Except that when I got there I was told that I couldn’t proceed because I was not registered.
[So], since logging on to [your website] direct had worked the last few times I did it, I tried that and it did let me in, so I could go through all the hoops again
Perhaps Kafka was [Ruritanian] after all!
That was eventually sorted out, but hopes of plain sailing beyond this point were quickly dashed. The nightmare continued and several months later, I was still writing emails like this:
Dear [Assistant]
You seem to be ignoring the previous email to which yours was added.
It included a copy of one from the “Editorial Office” sent on 5 April which stated (My bold lettering)
The PDF for your submission is ready for viewing.
Since you seem to have received that email, are you the “Editorial Office”?
If so, why are you giving me contradictory information?
If not, should you not get together with them and decide what the actual situation is, before you send out contradictory emails?
Since (would you believe it), I have other things in my life than sorting out [your] editorial procedures, and since the deadline for submission to this volume has now being extended, I am not going to do anything more with this until I can be guaranteed that the process will be a smooth one.

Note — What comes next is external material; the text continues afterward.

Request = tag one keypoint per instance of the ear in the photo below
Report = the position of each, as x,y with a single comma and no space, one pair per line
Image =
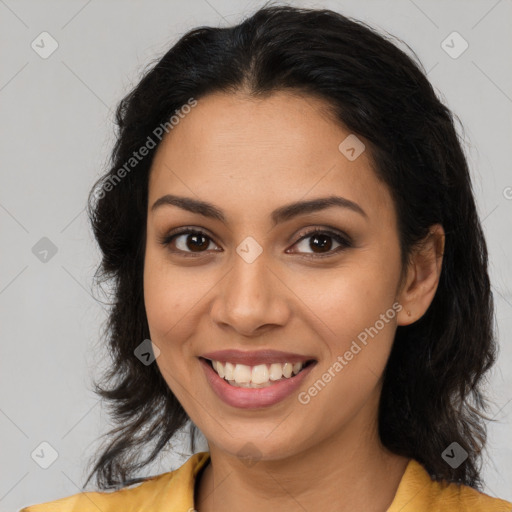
422,278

I simply do not have the time to waste
And, a week or so later, after the assistant had personally intervened to do something that I was blocked from doing myself
Dear [Assistant]
Thank you for uploading the docx version of my paper.
I have attempted to include the information you have asked for, but am unable to find any area in which I can do it.
It seems bizarre that we now seem to be at a stage at which this submission cannot proceed because I cannot find out how to enter ‘Not applicable’ in response to a small number of questions.
[This] is as far as I have got. If I go beyond it, I am told that I cannot proceed because I have not answered all the questions. It seems to me that I have, and there is no indication as to which question is considered to be unanswered.
Well, the paper was eventually published. What did the company contribute? A process that wasted days of my time, and for which they would, without the waiver, have charged me thousands of pounds.
I should add also that at intervals in this process I was in contact with the (unpaid) editors, who assured me that I was far from being the only person experiencing these sorts of problems.